Petrol companies have long been accused of fleecing customers. Photo / Getty Images
COMMENT:
People may not like the prices they are paying for fuel, but that doesn't mean there's a lack of competition or that there's any 'fleecing' going on.
The Commerce Commission's public conference on retail fuel competition last week was invaluable.
Gull, which bids to supply major corporates like KiwiRailand Fonterra, related that it had never been asked to tender to supply any of the country's minor fuel resellers.
BP described the coastal shipping scheduling undertaken for it, Z Energy and Mobil as a "hugely complex" arrangement that takes three accountants to understand and can at times increase shipping costs.
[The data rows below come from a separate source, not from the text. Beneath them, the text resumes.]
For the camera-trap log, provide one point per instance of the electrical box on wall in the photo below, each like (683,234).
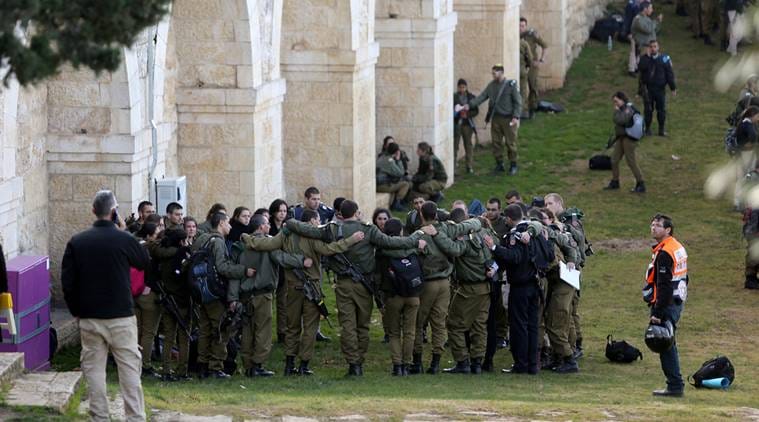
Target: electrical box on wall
(170,190)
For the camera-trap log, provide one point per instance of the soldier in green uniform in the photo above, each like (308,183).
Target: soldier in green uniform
(212,343)
(390,177)
(470,301)
(504,107)
(534,41)
(430,178)
(254,296)
(302,315)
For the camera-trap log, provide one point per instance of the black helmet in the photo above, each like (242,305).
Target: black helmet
(660,337)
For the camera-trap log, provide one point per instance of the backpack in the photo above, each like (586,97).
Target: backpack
(719,367)
(621,351)
(732,146)
(406,276)
(206,285)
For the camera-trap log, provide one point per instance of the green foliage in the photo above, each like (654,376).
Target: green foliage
(38,36)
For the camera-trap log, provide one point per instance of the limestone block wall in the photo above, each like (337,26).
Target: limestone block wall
(565,25)
(415,75)
(328,58)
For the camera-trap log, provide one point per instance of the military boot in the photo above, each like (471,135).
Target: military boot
(434,368)
(568,366)
(476,367)
(303,369)
(416,365)
(289,366)
(462,367)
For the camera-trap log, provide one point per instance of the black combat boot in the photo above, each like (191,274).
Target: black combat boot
(462,367)
(416,365)
(476,367)
(303,369)
(434,368)
(289,366)
(613,185)
(397,370)
(568,366)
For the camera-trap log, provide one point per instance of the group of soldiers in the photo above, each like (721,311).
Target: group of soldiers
(470,279)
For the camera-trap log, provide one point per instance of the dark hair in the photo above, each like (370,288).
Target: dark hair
(393,227)
(458,215)
(147,229)
(257,221)
(238,211)
(348,208)
(513,194)
(425,147)
(310,191)
(514,212)
(275,205)
(666,222)
(379,211)
(216,209)
(308,215)
(173,206)
(429,211)
(622,96)
(217,218)
(143,204)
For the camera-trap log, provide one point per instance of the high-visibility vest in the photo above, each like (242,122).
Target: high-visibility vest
(676,251)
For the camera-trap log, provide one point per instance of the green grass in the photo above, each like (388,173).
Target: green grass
(720,317)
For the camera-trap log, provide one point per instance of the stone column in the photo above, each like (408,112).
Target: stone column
(487,33)
(328,59)
(229,99)
(415,75)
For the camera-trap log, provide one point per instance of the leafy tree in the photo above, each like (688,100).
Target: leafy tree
(38,36)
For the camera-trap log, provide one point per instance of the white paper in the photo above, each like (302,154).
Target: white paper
(571,277)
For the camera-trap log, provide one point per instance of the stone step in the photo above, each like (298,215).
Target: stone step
(11,366)
(49,390)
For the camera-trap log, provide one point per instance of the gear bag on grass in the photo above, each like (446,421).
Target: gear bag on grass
(719,367)
(206,285)
(621,351)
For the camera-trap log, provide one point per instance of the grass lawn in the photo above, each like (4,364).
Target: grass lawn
(720,316)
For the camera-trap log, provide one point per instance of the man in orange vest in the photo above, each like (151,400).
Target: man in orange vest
(666,291)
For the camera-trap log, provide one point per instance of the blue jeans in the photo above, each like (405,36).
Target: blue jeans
(670,360)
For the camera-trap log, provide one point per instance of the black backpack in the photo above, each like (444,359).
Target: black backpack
(621,351)
(719,367)
(406,276)
(205,283)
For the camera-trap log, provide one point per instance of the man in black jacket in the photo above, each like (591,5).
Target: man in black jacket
(655,74)
(524,294)
(97,290)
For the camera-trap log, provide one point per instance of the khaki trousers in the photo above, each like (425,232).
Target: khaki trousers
(256,330)
(354,312)
(433,310)
(119,335)
(400,319)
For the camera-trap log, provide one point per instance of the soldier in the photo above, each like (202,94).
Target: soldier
(212,342)
(470,300)
(390,177)
(253,296)
(525,64)
(532,38)
(463,124)
(302,314)
(505,108)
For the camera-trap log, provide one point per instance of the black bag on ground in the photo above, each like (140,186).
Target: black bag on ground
(621,351)
(600,162)
(719,367)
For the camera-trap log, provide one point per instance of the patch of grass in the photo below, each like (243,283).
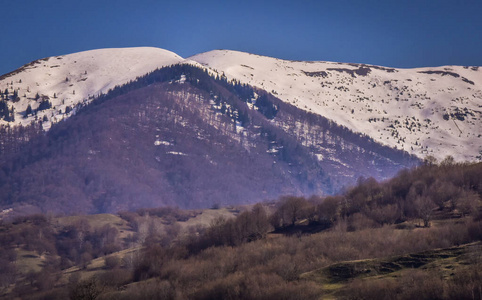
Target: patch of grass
(335,277)
(29,261)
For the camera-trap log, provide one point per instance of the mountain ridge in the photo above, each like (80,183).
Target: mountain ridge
(391,105)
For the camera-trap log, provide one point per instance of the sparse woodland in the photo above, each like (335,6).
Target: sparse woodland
(157,141)
(266,251)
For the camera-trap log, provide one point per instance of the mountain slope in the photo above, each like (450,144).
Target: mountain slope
(178,136)
(424,111)
(70,79)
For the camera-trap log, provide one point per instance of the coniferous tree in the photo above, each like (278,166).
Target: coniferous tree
(28,111)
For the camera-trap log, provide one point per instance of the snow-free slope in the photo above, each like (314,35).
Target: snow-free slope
(70,79)
(425,111)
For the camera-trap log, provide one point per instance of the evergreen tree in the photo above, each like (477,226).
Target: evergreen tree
(28,111)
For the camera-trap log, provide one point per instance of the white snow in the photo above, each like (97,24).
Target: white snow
(404,108)
(69,79)
(368,104)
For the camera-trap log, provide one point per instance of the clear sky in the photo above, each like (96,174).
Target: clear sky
(405,33)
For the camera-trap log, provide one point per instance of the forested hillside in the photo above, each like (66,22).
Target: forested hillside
(417,235)
(179,136)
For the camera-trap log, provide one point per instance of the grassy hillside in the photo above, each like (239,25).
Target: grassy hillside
(417,235)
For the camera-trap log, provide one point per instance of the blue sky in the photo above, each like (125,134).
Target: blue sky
(390,33)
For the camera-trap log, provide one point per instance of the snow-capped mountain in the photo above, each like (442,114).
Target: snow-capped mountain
(424,111)
(70,79)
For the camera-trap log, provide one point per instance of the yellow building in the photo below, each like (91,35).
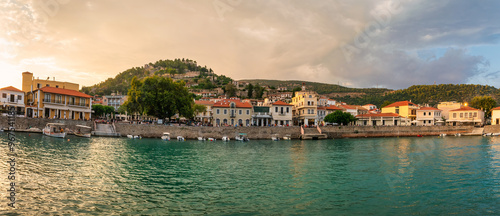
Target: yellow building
(232,112)
(31,84)
(52,102)
(305,105)
(405,109)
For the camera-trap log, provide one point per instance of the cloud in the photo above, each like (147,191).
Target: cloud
(299,40)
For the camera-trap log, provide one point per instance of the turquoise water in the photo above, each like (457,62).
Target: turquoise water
(390,176)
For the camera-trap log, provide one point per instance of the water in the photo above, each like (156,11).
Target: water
(392,176)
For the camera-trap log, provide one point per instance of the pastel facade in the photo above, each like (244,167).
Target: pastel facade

Z Energy told the commission exclusive supply arrangements were necessary with smaller retailers to ensure product quality; Waitomo Group countered that while it is supplied by Mobil, it is effectively drawing fuel from the other major firms' terminals under the sector's borrow-and-loan arrangements.
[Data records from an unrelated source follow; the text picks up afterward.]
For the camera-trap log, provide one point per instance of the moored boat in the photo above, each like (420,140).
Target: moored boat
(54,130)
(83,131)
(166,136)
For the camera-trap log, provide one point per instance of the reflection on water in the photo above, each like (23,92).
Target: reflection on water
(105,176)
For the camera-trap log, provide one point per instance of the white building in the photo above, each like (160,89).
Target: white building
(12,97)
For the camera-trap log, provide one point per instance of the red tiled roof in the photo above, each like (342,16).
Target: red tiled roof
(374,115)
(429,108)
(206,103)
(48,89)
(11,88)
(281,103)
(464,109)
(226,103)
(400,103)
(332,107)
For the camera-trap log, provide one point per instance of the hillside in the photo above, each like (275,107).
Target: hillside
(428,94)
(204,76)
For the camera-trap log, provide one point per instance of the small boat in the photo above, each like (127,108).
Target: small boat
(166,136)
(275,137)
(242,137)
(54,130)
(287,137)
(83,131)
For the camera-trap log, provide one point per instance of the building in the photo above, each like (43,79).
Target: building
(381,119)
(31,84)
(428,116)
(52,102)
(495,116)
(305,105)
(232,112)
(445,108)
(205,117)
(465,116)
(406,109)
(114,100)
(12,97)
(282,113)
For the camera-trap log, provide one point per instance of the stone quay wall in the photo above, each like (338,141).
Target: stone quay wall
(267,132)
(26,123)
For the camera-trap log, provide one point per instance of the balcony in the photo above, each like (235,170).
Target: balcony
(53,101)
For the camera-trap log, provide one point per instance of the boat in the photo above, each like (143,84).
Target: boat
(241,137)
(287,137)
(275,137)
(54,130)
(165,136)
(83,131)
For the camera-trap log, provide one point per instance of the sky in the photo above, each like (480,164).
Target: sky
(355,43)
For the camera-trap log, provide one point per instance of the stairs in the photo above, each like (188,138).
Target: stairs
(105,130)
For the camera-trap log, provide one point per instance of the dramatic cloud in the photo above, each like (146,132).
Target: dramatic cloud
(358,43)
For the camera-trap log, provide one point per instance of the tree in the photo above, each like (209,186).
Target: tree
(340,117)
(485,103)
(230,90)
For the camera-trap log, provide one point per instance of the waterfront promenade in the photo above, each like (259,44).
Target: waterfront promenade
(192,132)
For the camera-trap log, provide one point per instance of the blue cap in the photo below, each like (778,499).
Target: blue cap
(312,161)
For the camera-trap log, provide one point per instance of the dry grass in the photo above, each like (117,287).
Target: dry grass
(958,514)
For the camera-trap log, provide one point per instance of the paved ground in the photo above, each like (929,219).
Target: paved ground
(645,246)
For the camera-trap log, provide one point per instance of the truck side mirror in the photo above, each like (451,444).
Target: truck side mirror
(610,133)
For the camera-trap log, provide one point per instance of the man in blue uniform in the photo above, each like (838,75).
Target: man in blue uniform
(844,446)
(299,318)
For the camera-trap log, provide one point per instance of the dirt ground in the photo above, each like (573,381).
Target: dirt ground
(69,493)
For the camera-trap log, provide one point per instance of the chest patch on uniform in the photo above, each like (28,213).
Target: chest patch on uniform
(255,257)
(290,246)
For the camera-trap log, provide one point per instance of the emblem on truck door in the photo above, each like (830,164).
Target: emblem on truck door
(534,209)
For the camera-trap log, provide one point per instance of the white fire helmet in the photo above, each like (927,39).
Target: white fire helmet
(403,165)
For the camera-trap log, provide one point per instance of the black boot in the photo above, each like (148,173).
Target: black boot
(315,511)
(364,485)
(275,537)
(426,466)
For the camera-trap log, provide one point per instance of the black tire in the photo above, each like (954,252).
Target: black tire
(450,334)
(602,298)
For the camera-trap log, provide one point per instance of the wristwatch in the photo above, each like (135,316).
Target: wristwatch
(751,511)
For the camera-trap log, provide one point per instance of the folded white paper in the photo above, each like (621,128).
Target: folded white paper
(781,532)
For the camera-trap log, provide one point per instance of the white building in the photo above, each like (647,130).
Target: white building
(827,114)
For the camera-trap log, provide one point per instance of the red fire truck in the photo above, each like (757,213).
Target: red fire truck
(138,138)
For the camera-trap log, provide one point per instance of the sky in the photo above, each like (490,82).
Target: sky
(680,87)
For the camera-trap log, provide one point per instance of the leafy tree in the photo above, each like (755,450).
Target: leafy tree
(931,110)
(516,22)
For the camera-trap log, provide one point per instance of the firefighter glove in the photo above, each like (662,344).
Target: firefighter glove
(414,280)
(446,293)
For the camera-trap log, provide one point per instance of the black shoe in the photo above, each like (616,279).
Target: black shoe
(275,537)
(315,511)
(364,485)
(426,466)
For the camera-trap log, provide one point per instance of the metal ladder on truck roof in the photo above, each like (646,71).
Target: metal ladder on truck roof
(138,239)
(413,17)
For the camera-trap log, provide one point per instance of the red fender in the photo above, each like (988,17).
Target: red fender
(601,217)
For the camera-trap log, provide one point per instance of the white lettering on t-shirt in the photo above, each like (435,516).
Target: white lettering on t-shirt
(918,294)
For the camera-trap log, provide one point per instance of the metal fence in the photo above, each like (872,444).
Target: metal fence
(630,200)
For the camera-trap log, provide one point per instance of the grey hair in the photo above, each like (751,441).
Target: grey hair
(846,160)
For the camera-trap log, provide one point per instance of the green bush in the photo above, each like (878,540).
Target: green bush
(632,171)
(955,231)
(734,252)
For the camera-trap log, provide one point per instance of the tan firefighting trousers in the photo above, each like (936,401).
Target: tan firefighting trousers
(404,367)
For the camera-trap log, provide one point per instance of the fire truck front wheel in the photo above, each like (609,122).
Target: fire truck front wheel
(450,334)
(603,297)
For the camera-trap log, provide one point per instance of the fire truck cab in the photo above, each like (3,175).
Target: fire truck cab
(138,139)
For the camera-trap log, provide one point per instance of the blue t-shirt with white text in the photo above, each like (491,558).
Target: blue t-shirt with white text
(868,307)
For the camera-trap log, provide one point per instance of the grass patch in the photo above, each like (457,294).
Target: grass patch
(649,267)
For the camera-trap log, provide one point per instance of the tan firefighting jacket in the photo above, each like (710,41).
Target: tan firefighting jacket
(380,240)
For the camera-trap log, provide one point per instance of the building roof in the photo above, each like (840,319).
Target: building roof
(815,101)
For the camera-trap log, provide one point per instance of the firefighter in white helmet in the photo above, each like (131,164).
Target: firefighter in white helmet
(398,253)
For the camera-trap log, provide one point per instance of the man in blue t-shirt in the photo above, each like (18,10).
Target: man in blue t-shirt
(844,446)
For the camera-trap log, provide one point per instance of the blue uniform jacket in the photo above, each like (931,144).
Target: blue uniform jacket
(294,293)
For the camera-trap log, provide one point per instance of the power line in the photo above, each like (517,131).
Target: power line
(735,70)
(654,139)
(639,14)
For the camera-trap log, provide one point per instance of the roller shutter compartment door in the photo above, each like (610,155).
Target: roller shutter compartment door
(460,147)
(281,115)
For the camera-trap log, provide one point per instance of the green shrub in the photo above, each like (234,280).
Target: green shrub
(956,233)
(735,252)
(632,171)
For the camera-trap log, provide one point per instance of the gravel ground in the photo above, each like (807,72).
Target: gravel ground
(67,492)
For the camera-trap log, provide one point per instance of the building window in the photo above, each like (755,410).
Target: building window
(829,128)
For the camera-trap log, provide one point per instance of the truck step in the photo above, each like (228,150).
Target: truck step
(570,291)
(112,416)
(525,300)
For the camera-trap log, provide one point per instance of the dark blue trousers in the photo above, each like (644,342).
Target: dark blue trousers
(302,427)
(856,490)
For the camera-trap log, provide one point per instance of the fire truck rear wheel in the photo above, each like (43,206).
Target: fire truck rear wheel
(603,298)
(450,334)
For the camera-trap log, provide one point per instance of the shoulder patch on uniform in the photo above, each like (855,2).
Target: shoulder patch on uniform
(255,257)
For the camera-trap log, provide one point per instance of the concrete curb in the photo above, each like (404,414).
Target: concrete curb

It's the sort of frank, effective communication that often comes only when all the right people are in the same room.
Unfortunately, it feels like the conference was about three months too late in the process and that unrealistic expectations may have already been raised.
Prime Minister Jacinda Ardern declared in August – on the back of the commission's preliminary findings – that consumers are being "fleeced" by their fuel suppliers. It was a repeat of the claim she made a year ago which set the commission's first market study underway.
"You will remember our instinct was that New Zealanders were being fleeced at the pump," she said in August. "Now the Commerce Commission has confirmed that that is true."
Hmmm. Maybe not.
The study has clearly shown ways to help evolve the fuel market so that there is greater visibility of wholesale petrol and diesel prices and so that the country's band of growing smaller distributors can continue growing.
People may not be getting all the loyalty discounts potentially available to them but that's a long way short of being "fleeced."
And the fact that the smaller retailers are growing is an important point. After a decade in the early 2000s when many smaller communities lost their petrol stations – the number of outlets is increasing again, in a market where total volumes are flat.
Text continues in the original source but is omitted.